For those with real impacts, carbon policy can address the income hit though, for example, output-based recycling recycling which basically subsidizes output while maintaining the carbon price signal. This lessens the economic hit by returning revenue to industry assuming they have taken action to reduce emissions (i.e. they “see” the mitigation cost and reduce emissions and then are returned the tax on the remaining emissions since abatement occurred). Simply, policy design matters and preordained outcomes are therefore not certain.
So, myopia may sell ink, but it is no way to make rationale, economic decisions.

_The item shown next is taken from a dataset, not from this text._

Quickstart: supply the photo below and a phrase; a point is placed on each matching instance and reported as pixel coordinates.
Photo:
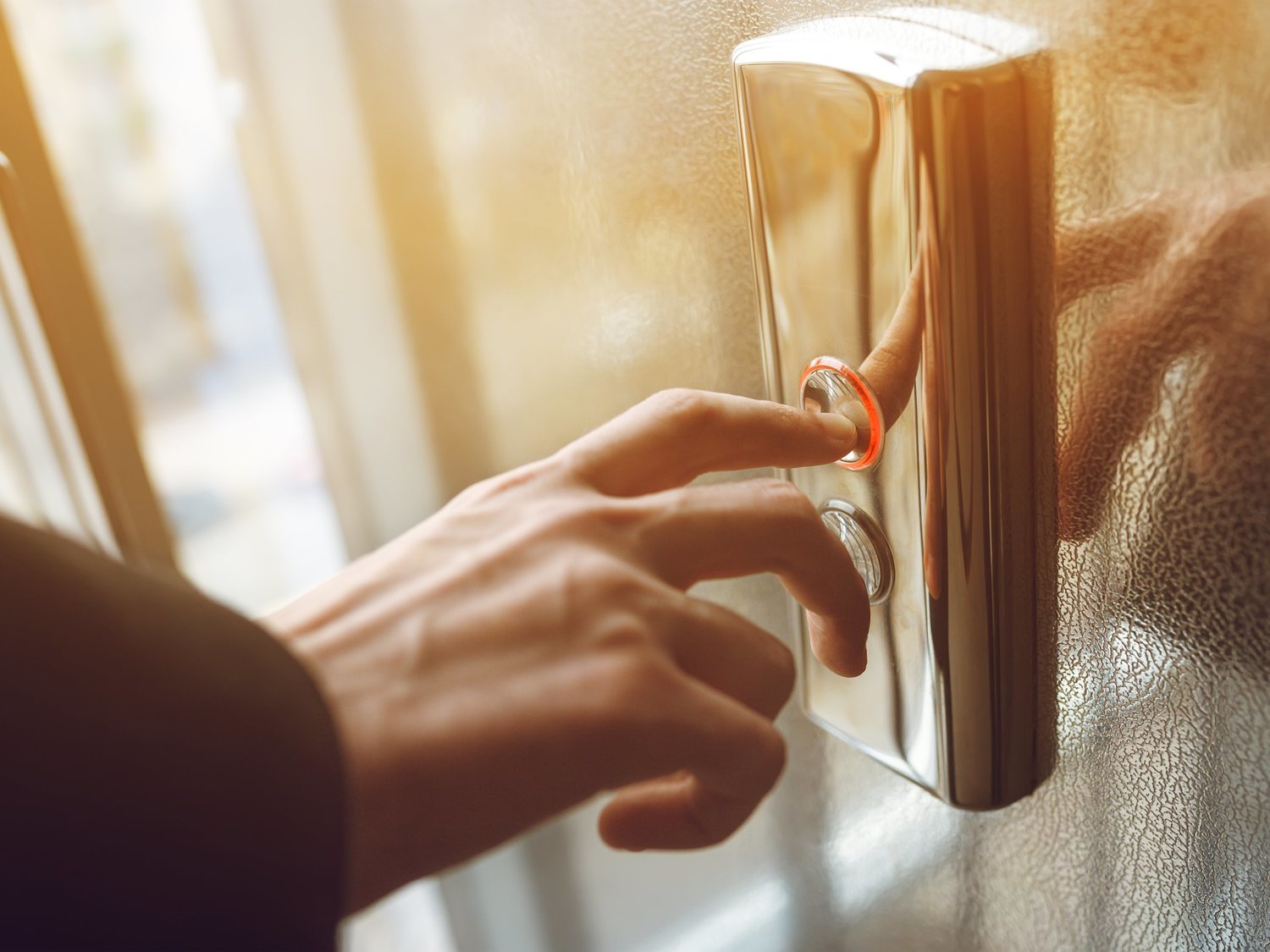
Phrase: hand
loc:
(533, 644)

And oh yes, markets tend to go up after they go down.
The Bali Two-Step: “Deep” reductions…but “We need to grow, and we need to grow rapidly,”
As word of the all night negotiating binge was broadcast far and wide, there was cause for celebration. It turns out that the developed world was not so far apart and that language in Bali could be agreed upon. So, instead of binding reductions of say 20% to 40% by 2020, they settled for “deep”. The US grooved, the Europeans waltzed and voila, a road map for more talks. But can we afford to dance?
“We need to grow, and we need to grow rapidly,” said Munir Akram, a Pakistani diplomat who heads the G77, the major bloc of developing countries at the Bali conference.
“It’s a question of justice and humanity,” he said. “We cannot afford to allow our development to be stalled or reversed.”
But in Canada does this affordability refrain make sense? For some, like the manufacturing sector or low income households, climate policy needs to be concerned with income effects. Practically, this means that climate policy needs to separate the emission signal from compensating due to income concerns. For example, a broad-based emission signal, like a carbon tax, could be complemented by measures to compensate on the income side. This could be done through recycling revenue from a carbon tax or auctioned permits (from cap and trade) to those most adversely affected, like trade exposed sectors or low income households. This does not mean that we exempt some sectors from the price signal all together, and shift the cost burden to the rest of us.
But what about the rest of us, can we afford “deep” reductions? Nic Rivers and I have been doing some modeling using a macroeconomic model of the Canadian economy and find that deep reductions will cost, but will not ruin. We find that at emission prices of say $100, national GDP impacts are small and in the order of 1% to 1.5%% below a “no climate policy” level, which is less than forecast growth. With some creative tax shifting and revenue recycling (reducing labour taxes for example), this can be more or less halved. For this cost, we get emission reductions of about 20% below current levels, which is the federal government’s Turning the Corner target.
So, even with deep reductions, we will continue grow and have the national income to compensate those most adversely affected. But, just like the Bali-two step, I suspect that climate policy will continue to be one step forward and two steps back.